When asked to describe their most recent incident of violence, Tracey and Steve gave similar accounts of the same incident. Two weeks ago, Tracey learned that the fertility treatment was not successful. Tracey described the devastation she felt when she found out that their last attempt to conceive a child had failed. She recalls at the time feeling that she just did not have the words to talk to Steve about this, and remembers feeling really angry. She said that she went into the kitchen to make coffee in the morning, and out of frustration, started slamming cupboard doors when she could not find the filters. When Steve came downstairs, Tracey said all she could think was “What do you care anyway?’; when he insisted they talk, she told him to “fuck off.” Steve said that he was outraged, as this loss affected him just as much as it did her. He then told Tracey to stop being such a selfish bitch, at which point she pushed him and stormed out of the room. Steve tried to stop her from leaving by grabbing her arm. Tracey said that when he tried to stop her from leaving, she slapped him across the face. It was at that point that both of them realized things had gone too far.

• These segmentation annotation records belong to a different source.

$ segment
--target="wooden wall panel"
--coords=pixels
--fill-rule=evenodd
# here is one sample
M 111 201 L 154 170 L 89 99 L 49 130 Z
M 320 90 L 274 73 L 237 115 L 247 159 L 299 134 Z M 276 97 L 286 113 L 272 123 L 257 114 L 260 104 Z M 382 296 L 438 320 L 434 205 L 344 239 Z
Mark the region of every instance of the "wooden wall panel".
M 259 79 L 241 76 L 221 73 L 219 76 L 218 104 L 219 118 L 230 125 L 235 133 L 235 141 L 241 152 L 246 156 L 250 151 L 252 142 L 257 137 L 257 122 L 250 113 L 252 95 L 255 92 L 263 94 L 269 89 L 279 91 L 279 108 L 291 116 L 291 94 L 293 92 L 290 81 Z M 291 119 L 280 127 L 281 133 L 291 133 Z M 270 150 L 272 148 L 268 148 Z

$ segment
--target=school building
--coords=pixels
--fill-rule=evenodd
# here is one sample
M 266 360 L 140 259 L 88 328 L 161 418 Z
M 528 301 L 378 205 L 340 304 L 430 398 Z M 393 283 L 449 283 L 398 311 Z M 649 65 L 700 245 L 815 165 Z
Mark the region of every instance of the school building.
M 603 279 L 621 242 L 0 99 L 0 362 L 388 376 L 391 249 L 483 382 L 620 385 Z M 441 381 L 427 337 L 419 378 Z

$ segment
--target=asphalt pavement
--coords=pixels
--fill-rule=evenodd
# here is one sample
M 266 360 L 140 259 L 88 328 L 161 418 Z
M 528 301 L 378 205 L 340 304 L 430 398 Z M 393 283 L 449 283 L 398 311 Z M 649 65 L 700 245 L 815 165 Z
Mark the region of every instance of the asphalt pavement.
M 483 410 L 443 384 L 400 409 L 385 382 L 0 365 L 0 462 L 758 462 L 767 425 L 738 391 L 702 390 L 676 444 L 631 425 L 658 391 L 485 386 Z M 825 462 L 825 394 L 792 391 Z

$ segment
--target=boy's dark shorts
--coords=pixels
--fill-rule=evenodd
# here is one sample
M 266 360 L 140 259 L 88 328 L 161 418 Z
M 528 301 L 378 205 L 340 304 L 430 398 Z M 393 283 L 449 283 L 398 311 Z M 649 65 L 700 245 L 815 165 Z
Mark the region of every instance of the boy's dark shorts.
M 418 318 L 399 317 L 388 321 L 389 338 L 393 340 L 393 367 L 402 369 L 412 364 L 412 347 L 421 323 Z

Both Tracey and Steve feel that they were equally responsible for the conflicts and were ashamed of their behavior. They want to learn how to control their temper and resolve conflicts more constructively. When Tracey was asked if there were ever times she was afraid of Steve, she said “No, I know that Steve would never intend to hurt me.” She was afraid, however, that if their fighting continued this way, their marriage might be at risk. Steve did not indicate any fear of Tracey harming him, but, like Tracey, emphasized that the fighting was undermining the positive aspects of their marriage. Tracey and Steve were hoping that couples therapy would help them move on in a direction that was mutually agreeable and satisfying to both of them. They were keenly aware that the decision regarding whether to stop or pursue more fertility treatments involved heavy financial and emotional commitments. After several years of trying to conceive, the couple was now faced with severe financial difficulties after spending most of their savings on fertility treatments. As both of them have similar incomes, Tracey and Steve have a good understanding of their financial needs and participated together in financial planning. They reported having always made important decisions together and valuing each other’s opinion. They wanted to find a way that each of them could feel good about their future choices, but were feeling helpless over how to make this happen.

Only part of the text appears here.